Le condizioni generali del paziente contano altrettanto: stato di salute, farmaci assunti, fumo, igiene orale, eventuali terapie ortodontiche in corso. Un’estrazione non si misura solo sulla difficoltà del dente, ma sul terreno biologico su cui il dente vive. La stessa manovra, su due pazienti diversi, può avere conseguenze molto diverse.

Per questo i racconti uguali per tutti servono a poco. C’è chi esce dall’ambulatorio con un leggero gonfiore e basta, chi ha bisogno di qualche giorno di dieta morbida, chi avverte trazione alla mandibola e chi, semplicemente, scopre da una radiografia che il terzo molare non uscirà mai. La normalità, qui, è fatta di differenze.

Quello che resta da guardare con attenzione

Il terzo molare è piccolo solo in apparenza. Dentro quel dente si incrociano evoluzione, anatomia, igiene, chirurgia e tempismo. Per alcuni è un dente come gli altri; per altri è una fonte di infiammazioni, di visite, di radiografie, di scelte da prendere con calma e lucidità.

Il punto più utile da tenere fermo è semplice: il numero abituale è quattro, ma il numero da solo non dice quasi nulla se non si guarda posizione, spazio e comportamento. Un dente incluso può restare innocuo per anni, oppure diventare il centro di un problema. Un dente erotto può funzionare bene o accumulare carie nella zona più difficile da pulire.

Le bocche non sono tutte uguali, e i terzi molari lo ricordano meglio di qualsiasi altra struttura. Sono l’ultimo banco della dentatura, quello in fondo all’aula, dove alcuni studenti si fanno notare, altri restano in silenzio e altri ancora non arrivano proprio. La differenza tra innocuo e problematico, in questo caso, è spesso una questione di millimetri.
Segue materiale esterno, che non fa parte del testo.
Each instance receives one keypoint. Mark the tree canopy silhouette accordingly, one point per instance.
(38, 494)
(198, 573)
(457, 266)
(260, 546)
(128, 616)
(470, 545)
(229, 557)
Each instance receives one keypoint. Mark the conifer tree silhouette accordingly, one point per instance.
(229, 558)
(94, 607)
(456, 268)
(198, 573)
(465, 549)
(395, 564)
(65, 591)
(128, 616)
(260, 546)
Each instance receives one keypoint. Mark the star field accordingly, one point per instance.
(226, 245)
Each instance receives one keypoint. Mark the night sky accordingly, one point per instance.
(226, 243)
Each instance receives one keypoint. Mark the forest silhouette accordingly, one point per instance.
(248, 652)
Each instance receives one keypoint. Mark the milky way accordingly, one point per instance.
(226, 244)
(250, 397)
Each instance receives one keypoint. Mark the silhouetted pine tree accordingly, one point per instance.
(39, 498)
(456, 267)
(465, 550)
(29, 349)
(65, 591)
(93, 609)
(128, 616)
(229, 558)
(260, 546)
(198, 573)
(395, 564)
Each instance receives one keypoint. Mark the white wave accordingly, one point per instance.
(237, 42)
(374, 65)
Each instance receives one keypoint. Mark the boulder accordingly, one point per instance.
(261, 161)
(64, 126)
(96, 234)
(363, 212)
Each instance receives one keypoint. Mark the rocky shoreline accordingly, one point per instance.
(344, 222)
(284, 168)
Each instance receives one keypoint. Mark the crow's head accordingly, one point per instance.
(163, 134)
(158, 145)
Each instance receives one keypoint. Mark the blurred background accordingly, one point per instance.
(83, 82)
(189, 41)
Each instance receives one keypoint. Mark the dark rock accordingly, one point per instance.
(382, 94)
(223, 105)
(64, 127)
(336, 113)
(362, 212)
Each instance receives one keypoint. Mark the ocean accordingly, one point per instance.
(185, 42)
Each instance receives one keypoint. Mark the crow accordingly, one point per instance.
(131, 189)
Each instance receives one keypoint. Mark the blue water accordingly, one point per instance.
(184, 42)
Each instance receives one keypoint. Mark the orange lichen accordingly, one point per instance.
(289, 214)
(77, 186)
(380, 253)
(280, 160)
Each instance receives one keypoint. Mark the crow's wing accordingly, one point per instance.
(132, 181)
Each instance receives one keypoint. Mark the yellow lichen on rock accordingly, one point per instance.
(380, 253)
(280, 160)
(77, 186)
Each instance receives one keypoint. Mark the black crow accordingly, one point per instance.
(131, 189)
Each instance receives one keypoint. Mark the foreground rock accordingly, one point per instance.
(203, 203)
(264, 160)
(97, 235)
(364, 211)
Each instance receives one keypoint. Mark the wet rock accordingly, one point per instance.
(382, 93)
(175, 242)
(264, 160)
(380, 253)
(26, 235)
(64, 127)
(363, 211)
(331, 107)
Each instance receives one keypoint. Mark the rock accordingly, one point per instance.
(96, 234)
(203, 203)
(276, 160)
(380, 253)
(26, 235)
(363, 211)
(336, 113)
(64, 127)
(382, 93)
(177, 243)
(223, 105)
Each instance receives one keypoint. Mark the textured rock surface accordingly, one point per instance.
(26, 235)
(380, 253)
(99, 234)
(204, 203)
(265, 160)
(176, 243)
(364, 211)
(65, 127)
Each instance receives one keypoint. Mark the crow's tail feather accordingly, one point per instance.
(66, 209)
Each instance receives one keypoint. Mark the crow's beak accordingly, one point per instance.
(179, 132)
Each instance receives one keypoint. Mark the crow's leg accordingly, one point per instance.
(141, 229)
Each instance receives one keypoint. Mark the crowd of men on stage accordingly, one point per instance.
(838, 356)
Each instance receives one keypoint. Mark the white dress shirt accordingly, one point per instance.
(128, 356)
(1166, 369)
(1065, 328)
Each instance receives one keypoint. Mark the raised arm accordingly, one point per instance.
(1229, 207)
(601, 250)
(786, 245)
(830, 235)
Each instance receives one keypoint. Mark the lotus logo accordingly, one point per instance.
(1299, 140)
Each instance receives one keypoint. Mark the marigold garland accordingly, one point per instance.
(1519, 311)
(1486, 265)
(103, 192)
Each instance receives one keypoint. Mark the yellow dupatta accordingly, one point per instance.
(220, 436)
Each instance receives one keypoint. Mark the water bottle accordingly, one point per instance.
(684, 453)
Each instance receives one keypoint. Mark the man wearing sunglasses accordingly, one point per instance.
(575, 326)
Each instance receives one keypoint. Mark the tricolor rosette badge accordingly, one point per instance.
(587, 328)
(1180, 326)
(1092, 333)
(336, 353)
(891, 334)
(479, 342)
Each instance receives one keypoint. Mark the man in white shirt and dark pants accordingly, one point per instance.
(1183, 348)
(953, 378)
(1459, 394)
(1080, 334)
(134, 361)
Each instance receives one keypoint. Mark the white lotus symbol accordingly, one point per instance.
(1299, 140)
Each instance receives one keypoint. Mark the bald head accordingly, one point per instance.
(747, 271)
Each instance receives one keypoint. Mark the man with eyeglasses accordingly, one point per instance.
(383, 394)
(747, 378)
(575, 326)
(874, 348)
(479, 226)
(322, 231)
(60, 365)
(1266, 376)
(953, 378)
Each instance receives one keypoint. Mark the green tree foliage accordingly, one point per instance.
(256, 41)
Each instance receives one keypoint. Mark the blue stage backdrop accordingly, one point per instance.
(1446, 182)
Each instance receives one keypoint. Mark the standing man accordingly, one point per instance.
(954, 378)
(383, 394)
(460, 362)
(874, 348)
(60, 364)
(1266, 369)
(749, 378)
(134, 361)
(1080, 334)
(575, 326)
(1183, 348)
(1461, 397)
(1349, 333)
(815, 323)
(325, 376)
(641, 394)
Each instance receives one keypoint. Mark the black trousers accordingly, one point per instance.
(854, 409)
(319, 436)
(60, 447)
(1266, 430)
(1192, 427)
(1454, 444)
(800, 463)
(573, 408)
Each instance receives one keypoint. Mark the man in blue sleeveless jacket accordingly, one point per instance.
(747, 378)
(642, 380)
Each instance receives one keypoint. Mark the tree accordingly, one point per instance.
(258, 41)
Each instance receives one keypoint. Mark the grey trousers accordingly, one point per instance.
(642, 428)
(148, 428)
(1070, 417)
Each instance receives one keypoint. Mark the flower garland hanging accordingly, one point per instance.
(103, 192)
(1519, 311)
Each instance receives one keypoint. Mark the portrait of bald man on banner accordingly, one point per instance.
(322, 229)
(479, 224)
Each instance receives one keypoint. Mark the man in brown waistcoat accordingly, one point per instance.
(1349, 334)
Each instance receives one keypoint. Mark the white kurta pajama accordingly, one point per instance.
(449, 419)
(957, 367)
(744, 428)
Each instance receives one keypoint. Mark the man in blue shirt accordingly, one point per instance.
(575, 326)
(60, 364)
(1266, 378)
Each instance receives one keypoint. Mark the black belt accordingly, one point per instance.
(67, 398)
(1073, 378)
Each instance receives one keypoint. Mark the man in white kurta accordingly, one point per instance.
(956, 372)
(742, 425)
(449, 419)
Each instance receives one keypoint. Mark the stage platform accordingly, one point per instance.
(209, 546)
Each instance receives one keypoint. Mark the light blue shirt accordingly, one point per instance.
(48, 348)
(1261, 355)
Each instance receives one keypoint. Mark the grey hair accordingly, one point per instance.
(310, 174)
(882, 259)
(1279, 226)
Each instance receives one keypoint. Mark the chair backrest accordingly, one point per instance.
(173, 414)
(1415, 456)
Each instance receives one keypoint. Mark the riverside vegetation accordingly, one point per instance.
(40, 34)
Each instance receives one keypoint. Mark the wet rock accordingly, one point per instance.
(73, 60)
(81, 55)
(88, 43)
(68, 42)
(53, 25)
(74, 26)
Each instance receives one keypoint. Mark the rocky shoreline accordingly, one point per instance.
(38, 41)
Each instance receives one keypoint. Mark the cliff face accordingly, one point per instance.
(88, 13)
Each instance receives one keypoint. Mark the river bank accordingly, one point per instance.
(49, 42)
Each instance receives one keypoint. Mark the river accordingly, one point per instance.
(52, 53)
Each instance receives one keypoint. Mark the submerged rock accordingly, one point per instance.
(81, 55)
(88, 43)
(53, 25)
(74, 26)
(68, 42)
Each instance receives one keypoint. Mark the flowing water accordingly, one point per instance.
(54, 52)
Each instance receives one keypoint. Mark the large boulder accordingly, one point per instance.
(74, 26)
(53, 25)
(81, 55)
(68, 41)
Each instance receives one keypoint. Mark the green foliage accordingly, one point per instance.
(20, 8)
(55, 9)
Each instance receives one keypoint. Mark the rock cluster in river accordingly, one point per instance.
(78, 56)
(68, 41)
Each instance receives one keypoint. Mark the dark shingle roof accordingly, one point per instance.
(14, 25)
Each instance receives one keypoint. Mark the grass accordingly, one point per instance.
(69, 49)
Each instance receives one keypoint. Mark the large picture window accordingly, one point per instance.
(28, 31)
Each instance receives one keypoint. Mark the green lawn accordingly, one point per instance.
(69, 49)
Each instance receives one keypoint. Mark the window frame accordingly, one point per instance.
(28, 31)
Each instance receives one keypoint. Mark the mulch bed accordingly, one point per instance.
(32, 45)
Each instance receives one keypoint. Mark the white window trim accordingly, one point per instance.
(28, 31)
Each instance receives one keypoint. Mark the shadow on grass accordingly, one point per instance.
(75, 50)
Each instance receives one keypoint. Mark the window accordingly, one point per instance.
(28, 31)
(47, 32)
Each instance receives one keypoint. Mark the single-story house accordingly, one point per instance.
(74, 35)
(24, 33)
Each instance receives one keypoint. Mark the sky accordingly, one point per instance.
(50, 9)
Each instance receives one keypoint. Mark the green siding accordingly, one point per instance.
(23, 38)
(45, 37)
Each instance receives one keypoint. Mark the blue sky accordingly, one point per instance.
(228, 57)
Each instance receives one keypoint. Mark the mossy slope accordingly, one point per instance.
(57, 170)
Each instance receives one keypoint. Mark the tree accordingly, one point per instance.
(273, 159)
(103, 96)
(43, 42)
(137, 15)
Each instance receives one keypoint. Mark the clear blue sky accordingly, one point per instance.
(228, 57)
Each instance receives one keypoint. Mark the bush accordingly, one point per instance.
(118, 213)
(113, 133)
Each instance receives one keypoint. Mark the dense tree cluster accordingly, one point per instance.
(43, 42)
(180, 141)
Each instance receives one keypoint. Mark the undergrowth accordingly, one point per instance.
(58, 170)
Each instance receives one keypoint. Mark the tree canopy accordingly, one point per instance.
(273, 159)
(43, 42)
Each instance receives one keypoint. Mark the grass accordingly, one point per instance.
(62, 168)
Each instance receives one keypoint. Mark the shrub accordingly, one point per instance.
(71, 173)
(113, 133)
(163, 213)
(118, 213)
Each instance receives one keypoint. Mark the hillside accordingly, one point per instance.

Chi cerca una risposta semplice trova un numero. Chi guarda più a fondo trova una storia di sviluppo, eruzione, adattamento e, talvolta, intervento chirurgico. Ed è proprio lì, nel passaggio tra la bocca comoda e la bocca stretta, che i denti del giudizio smettono di essere una curiosità anagrafica e diventano un caso clinico da leggere bene.